Peiris has been an invited guest lecturer in the Institute of Neurology, Queen Square, London, Johns Hopkins University, USA, University of California in Los Angeles (UCLA), and University of Chiba, Japan.

He has authored more than 30 publications, including the description of three new disease entities and three original articles of innovations in therapy. He has authored two books which are used as learning aids by the postgraduates studying for MD and MRCP (UK) examinations. MRCP – Neurology for PACES is authored by him with physician daughter, Dr Natasha Peiris, and was released in UK. Additionally he has published two CDs for undergraduates and postgraduates. He has written articles in to national newspapers.

Peiris, as Patron of ASN, is the Master of Ceremonies at Annual ASN events.

== Honours and titles ==
His contribution to the health services of the country was honored with the title "Deshamanya" and his contribution to neurosciences and teaching was rewarded with the honour of "Vidya Jyothi" and Viswa Prasadini, by the Government of Sri Lanka, a very rare combination of honours for a medic.

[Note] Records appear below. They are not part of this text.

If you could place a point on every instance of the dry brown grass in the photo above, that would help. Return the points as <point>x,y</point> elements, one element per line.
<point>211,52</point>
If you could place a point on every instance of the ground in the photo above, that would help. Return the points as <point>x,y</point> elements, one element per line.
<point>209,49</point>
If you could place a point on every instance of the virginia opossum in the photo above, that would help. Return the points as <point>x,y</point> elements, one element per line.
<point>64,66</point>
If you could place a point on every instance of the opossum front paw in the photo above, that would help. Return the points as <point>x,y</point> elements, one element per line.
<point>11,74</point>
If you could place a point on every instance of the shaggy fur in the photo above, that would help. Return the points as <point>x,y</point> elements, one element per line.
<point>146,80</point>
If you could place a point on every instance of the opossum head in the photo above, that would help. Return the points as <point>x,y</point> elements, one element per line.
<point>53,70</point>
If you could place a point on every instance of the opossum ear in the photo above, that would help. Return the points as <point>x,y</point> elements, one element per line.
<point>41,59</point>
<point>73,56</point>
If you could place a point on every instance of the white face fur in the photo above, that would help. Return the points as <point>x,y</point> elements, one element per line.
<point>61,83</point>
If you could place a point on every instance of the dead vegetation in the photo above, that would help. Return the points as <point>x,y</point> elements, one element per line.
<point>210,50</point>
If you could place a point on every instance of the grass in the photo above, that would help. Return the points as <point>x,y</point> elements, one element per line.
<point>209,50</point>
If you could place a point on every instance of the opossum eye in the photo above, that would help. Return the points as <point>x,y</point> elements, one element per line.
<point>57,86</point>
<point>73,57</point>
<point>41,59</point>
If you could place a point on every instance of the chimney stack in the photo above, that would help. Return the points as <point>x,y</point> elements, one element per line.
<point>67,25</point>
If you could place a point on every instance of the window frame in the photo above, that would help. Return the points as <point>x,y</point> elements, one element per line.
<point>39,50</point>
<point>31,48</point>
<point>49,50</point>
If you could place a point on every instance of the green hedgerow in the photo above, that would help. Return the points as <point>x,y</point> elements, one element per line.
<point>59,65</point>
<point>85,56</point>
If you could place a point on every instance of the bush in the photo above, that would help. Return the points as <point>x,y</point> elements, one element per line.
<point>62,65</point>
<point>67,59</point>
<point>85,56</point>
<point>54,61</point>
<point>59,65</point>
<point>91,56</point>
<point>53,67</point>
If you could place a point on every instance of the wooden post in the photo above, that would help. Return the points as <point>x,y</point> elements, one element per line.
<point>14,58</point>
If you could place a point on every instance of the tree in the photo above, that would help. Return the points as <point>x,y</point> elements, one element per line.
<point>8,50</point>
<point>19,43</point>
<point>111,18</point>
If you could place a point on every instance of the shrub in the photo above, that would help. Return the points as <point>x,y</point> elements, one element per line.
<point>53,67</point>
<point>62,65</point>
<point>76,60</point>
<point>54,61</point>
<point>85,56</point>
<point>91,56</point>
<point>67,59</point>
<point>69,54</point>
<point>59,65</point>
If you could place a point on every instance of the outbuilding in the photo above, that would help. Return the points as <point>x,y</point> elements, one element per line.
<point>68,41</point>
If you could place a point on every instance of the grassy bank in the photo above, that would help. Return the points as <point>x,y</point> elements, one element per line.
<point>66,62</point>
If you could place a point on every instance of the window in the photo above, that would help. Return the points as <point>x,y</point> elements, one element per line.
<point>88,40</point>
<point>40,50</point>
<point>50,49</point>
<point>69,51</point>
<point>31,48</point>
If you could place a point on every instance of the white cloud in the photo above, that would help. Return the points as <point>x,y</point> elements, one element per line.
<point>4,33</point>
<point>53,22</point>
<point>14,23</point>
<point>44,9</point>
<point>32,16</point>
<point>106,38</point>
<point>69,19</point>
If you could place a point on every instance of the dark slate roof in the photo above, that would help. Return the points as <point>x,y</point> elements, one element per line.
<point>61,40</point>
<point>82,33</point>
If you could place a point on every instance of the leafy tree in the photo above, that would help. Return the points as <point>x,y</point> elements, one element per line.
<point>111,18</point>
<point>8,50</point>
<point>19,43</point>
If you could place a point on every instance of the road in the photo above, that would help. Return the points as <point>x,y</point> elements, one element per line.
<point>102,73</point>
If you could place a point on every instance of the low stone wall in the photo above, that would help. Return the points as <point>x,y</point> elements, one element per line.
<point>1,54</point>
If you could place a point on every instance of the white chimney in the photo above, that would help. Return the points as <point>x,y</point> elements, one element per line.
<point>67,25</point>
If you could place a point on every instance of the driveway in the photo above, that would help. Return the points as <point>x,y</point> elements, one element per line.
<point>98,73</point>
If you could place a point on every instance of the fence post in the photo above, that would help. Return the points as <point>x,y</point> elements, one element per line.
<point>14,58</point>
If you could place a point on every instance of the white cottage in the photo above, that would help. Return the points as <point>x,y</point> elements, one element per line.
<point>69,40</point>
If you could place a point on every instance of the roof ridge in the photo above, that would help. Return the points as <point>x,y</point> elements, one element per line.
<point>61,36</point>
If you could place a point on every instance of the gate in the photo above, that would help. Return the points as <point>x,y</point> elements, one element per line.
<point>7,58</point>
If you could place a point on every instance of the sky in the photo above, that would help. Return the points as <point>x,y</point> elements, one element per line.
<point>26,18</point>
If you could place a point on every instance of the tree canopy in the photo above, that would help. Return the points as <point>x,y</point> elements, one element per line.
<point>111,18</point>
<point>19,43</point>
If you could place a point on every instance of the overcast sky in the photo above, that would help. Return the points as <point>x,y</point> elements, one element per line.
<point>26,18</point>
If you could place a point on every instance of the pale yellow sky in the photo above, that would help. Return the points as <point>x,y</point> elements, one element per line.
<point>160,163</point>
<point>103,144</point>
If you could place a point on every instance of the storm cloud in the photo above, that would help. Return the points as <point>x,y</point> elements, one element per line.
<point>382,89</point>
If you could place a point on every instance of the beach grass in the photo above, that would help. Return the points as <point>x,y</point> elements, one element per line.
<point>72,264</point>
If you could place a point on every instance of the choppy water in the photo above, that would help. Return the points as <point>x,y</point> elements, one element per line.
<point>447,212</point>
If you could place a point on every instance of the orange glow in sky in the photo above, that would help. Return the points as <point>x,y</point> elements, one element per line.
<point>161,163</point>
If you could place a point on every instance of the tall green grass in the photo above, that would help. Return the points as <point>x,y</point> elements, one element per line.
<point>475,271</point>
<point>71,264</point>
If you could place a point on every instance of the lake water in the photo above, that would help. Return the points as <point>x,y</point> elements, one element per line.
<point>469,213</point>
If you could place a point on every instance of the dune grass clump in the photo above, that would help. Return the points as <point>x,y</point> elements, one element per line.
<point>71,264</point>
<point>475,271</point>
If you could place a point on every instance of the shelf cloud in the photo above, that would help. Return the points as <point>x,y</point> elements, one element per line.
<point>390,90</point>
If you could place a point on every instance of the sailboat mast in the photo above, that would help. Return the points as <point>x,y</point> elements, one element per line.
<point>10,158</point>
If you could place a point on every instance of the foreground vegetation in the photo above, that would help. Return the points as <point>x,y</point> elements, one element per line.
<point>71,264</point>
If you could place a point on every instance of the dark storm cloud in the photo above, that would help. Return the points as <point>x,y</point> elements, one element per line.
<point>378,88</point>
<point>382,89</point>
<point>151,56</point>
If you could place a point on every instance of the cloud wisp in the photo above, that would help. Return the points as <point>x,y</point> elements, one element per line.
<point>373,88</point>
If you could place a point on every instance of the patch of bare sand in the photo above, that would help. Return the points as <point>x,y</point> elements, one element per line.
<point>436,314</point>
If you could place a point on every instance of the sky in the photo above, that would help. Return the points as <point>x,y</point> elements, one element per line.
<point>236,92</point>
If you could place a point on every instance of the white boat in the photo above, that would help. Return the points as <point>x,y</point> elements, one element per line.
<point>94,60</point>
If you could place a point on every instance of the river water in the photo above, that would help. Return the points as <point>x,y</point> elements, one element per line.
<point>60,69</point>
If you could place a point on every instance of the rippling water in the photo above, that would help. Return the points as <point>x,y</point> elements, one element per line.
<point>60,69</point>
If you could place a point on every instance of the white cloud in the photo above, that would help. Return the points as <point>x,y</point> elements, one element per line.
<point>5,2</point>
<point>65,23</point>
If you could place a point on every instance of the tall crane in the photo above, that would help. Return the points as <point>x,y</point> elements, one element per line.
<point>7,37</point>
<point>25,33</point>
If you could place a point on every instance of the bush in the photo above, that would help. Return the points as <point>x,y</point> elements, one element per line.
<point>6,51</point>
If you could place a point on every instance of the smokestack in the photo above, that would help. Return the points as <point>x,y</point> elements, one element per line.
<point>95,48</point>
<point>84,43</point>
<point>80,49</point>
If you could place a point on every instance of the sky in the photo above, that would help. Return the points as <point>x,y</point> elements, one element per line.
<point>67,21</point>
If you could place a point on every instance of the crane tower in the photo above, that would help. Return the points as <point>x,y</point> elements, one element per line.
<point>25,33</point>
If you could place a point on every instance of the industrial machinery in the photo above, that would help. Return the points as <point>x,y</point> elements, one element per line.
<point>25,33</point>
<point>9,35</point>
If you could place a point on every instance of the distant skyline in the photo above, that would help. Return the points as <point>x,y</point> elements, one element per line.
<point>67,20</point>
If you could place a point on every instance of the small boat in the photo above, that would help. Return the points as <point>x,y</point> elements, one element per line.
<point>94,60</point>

The Dr J B Peiris Oration is organised annually by Association of Sri Lankan Neurologists (ASN), in recognition of the services he has rendered. It was launched in 2009 in the presence of Peiris and his family. Speaking at the inaugural oration, Dr Ranjani Gamage, Consultant Neurologist at NHSL, summoned up Peiris's lifetime of contributions to humanity stating that
"What we have done for ourselves alone, dies with us, what we have done for others and the world remains and is immortal."

The oration is an annual feature in the calendar of ASN activities. Neurologist colleagues, who trained under his supervision, annually pay tribute to him through this oration.

== Family life ==
Peiris is married to Dr Rose, a doctor and champion bridge player. They have a daughter, Natasha, who is a Consultant Physician, and son, Shanaka Jayanath, a Senior Economist with the International monetary Fund in Washington, D.C. (and now the IMF Resident Representative in Manila). He has two grandsons, Jivantha Fernando and Skyler Peiris. He also has one granddaughter named Sarai peiris.